Спиной я ощутил нечто мягкое. Как прежде, в отдалении светил факел, но он показался мне ярче, чем был. А около меня сидел мальчуган лет десяти, от силы двенадцати. Смуглый, черноволосый и голый по пояс. Глаза смышленые, но цветом какие-то непонятные: то ли светлые, то ли темные или вообще переливчатые, как море или драгоценный камень.

— Я тебе свою рубаху подложил под лопатки, чтобы не было жестко. Ты ведь потому ворочался или кричал? А то, может быть, сон видел плохой или страшный?

— Плохой? Нет. Страшный? Не знаю. Хороший сон, — ответил я, почему-то ощущая некую заданность, предопределенность и риторичность его вопроса и своего ответа. — А ты кто будешь?

— Так. Воспитанник.

Я вспомнил слова отца Лео о младенцах, с которыми он возится.

— Постой, а тебя не хватятся?

— Да нет, все тут привыкли, что я заблужаюсь… заблуживаюсь… Пропадаю, одним словом. — Он улыбнулся как-то очень по-доброму. — Только я никогда не теряюсь иначе, как понарошку: потому что знаю все галереи, и переходы, и гроты с их садами, водопадами и озерами. Я ведь тут у отца.

— Какого? Отца Леонара?

Он чуть недоуменно вскинул на меня свои опаловые глаза, потом кивнул.

— Его тоже. Кардинал-магистр ведь мой опекун.

И добавил:

— Они вышли у тебя красивые и какие надо: только непохожи на маму и Идриса.

Теперь я понял наконец, кто передо мною. Сын Франки! И ведь он ухватил самую суть. Именно их двоих я хотел отобразить в виде святых, но они не дались. Быть может, во время работы я видел слишком многих: Яхью и Мариам на помосте, Даниэля с глазами, полными отблесков «зеленого пламени», и Стагира, как он произнес: «Я хочу отдать тебе свое имя», и мою жену, что чутко спит, поставив ногу на край колыбели. Все они были тут вместе.

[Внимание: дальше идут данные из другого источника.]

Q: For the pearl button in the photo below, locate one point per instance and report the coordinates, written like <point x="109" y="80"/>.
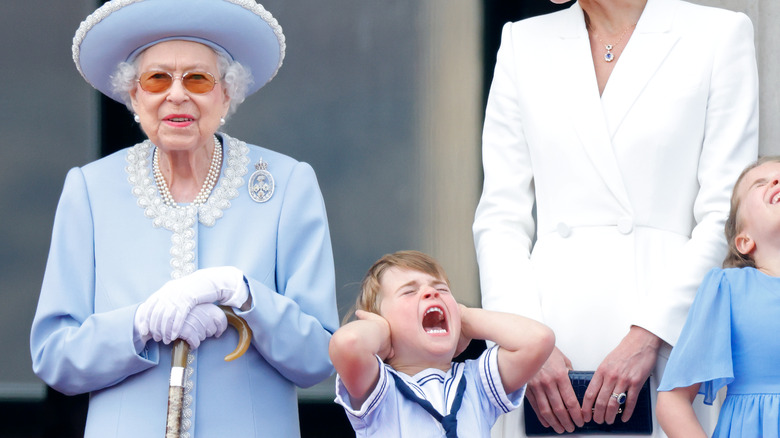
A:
<point x="563" y="230"/>
<point x="625" y="225"/>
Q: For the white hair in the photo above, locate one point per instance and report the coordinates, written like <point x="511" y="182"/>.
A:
<point x="235" y="79"/>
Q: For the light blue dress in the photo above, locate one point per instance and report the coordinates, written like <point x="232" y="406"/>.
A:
<point x="732" y="337"/>
<point x="114" y="243"/>
<point x="386" y="413"/>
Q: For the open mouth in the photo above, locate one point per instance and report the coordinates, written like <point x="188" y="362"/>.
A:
<point x="434" y="321"/>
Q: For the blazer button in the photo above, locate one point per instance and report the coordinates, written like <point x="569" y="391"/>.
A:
<point x="563" y="230"/>
<point x="625" y="225"/>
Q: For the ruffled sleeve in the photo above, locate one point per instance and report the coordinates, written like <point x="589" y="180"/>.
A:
<point x="703" y="352"/>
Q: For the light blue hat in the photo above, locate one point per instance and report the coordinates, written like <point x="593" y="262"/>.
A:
<point x="119" y="29"/>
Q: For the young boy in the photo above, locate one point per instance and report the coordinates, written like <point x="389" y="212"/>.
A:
<point x="396" y="377"/>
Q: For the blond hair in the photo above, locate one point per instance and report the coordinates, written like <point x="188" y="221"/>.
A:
<point x="369" y="298"/>
<point x="734" y="258"/>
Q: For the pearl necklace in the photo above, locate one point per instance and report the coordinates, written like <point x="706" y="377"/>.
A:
<point x="208" y="184"/>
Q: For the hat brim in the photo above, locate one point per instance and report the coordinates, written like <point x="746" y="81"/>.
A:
<point x="120" y="28"/>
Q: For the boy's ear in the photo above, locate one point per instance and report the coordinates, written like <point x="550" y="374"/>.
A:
<point x="745" y="245"/>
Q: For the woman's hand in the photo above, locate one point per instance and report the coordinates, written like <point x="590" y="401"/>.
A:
<point x="165" y="311"/>
<point x="624" y="370"/>
<point x="552" y="397"/>
<point x="203" y="321"/>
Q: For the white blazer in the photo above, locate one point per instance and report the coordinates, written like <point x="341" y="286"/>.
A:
<point x="602" y="212"/>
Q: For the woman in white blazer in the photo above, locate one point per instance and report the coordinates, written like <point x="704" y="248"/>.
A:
<point x="613" y="134"/>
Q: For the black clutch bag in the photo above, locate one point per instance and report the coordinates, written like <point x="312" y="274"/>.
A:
<point x="641" y="422"/>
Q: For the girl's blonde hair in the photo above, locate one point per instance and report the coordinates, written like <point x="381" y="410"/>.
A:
<point x="734" y="258"/>
<point x="369" y="298"/>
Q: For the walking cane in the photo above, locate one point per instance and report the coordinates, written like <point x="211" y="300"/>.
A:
<point x="179" y="363"/>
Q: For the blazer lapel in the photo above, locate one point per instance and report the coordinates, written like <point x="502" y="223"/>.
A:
<point x="585" y="109"/>
<point x="645" y="51"/>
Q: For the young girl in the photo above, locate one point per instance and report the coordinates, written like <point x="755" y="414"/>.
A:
<point x="731" y="336"/>
<point x="396" y="377"/>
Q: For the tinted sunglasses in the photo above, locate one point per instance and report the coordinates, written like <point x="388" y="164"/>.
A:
<point x="198" y="82"/>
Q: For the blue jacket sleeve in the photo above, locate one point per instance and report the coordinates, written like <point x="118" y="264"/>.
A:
<point x="75" y="350"/>
<point x="292" y="326"/>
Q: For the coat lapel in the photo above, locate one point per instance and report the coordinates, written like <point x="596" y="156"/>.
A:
<point x="585" y="109"/>
<point x="647" y="49"/>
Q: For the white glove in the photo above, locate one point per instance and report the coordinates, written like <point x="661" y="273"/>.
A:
<point x="204" y="321"/>
<point x="164" y="312"/>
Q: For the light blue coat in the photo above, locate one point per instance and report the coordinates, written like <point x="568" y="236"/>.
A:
<point x="108" y="254"/>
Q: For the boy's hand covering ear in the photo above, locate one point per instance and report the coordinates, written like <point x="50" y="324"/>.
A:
<point x="386" y="352"/>
<point x="465" y="339"/>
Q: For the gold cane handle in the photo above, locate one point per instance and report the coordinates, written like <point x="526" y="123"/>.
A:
<point x="244" y="333"/>
<point x="179" y="364"/>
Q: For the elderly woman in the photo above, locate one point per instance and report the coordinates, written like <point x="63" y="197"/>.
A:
<point x="148" y="241"/>
<point x="613" y="134"/>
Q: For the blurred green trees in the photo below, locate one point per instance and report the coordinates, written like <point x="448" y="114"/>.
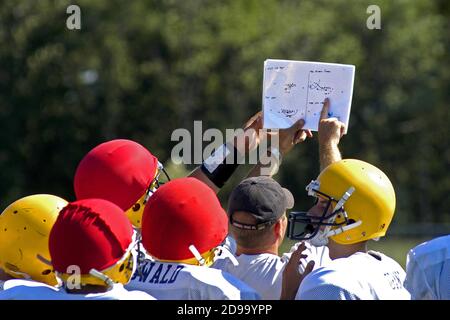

— Да, ты сказал верно, — ответил я ему. — Здесь все мужчины и женщины на земле.

Тут я сообразил, что так и не узнал в свое время, как его звать.

— Тебя в честь кого окрестили?

— Опекун назвал Сали, Сальватор. Вообще-то у меня и другие имена есть… Так ты окончил то, что хотел сделать?

— Не вполне. Лоск бы навести, мусор убрать от цоколей…

— Отыскать потайной противовес Саира Однорукого и сделать в куполе световую линзу, — хозяйски продолжил мальчик. — Возвести колоннаду и сложить Лестницу Магистров. Но с этим справятся и подмастерья. А ты мастер. Я прав?

— Да, ты прав. Я мастер.

— Тогда пойдем.

Его нежная детская рука легла поверх моей мозолистой и исцарапанной лапищи, и мы пошли… туда, куда вел меня он».